Wohlfühlen
Diejenigen, die bisher eifrig mitgelesen haben, wissen ja bereits, dass wir am Anfang unserer Grundstückssuche ziemlich naiv waren. Im Prinzip sind wir in alle Häuser im Fertighauspark gerannt, so als ob wir da ein Auto oder einen Fernseher kaufen wollen. Dabei ging es hier um die mit Abstand größte Investition in unserem Leben.
Die Kriterien für unser favorisierten Bauunternehmen waren damals wohl:
- schöne Grundrisse
- gutes Firmenimage
- netter Verkäufer/Handelsvertreter
Nach diesen höchst subjektiven Punkten hätten wir damals wohl 2-3 Baufirmen mit der Planung beauftragt. Glücklicherweise hatten wir ja noch kein Grundstück. Kaum zu glauben, dass wir damals so getickt haben. Als Normalo ohne Ahnung von irgendwas ist das aber genau die Herangehensweise, Dinge zu kaufen: Schau dich erstmal um und dann vergleiche deine Favoriten. Wie hätten wir es denn sonst machen sollen? Dazu später mehr.
Zunächst versuche ich aufzudröseln, wieso wir so vorgehen wollten. Sicher, weil uns die Alternativen, um zum Haus zu kommen, nicht bewusst waren. Aber wieso ausgerechnet die Handvoll Firmen nach den drei oben genannten Kriterien?
Uns hat das Hausbauprojekt zu Beginn komplett überwältigt. Wir haben beide beruflich null Anknüpfungspunkte an die Baubranche und haben auch im näheren Umfeld keinen Neubau mitbekommen. Wir waren also überfordert und entsprechend verunsichert. Wieso dann nicht zu einem Experten gehen, der uns das Chaos ein wenig lichtet? Verantwortung abgegeben und die Profis einfach machen lassen. Die werden schon wissen, was das Beste ist. Das Problem war uns aber auch schon damals latent bewusst: Klar wissen die Profis, was das Beste ist, aber ihr Bestes ist leider nicht unser Bestes. Den Gedanken haben wir beide (vor allem ich) aber schön weit nach hinten geschoben. Wieso auch nicht? Es war der bequemste Ansatz.
Also für mich war es damals eine tiefe Verunsicherung ob der Komplexität des Projekts, gepaart mit dem Wunsch, an die Hand genommen zu werden. Das sind natürlich komplett emotionale Aspekte, und hier hat der Verkäufer nun seinen Hebel, den er genüsslich ansetzen kann. Ganz ehrlich: Ich glaube, so geht es den meisten sowie uns.

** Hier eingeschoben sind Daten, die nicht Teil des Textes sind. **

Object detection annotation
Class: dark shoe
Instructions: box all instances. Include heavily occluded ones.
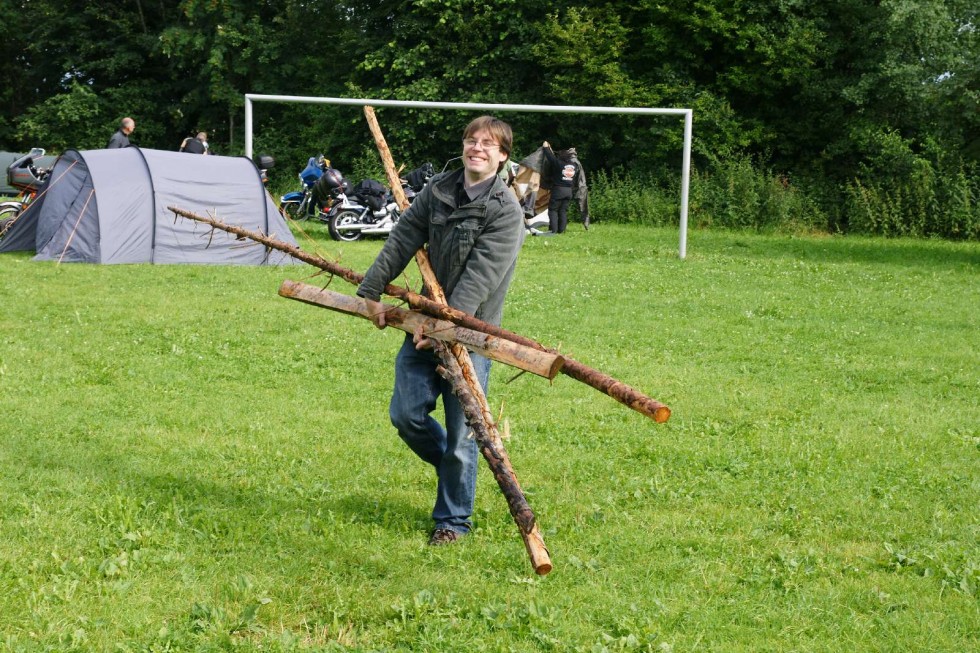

Normalerweise sind wir gar nicht so die Bauchtypen bei Kaufentscheidungen. Daher habe ich mir natürlich damals auch fleißig Bauleistungsbeschreibungen besorgt und irgendwelche U-Werte in Excel-Tabellen verglichen. Da die Basis – der Grundriss und die gewünschte Ausstattung – nicht feststand, war das natürlich ein hoffnungsloses Unterfangen, zumal die meisten Sachen in der Bauleistungsbeschreibung eben nicht so einfach vergleichbar sind. Zumindest konnte ich so den kleinen Buchhalter in mir ruhigstellen.
Ein neuer Plan
Ende 2020 rum muss es gewesen sein, da habe ich ein paar YouTube-Videos zu Fertighäusern entdeckt. Zunächst den Kanal „Hausbau Helden„. Ganz schicke Videos. Die Moderatorin ist Architektin, freut sich über jedes Sitzfenster, und die oberste Priorität ist immer ein Fenster im Gäste-WC zum Lüften (ist auch sinnvoll). Leider haben sich die Tipps dann doch eher auf dem Niveau: „Vielleicht ist es keine so gute Idee, im Bad nur eine Glastür einzubauen“ abgespielt. Der Informationsgehalt war also eher mau. Es sind also im Kern ganz hübsche Werbefilmchen gewesen. Mittlerweile gibt es zum Kanal auch ein Magazin, dass im Fertighauspark artig ausliegt.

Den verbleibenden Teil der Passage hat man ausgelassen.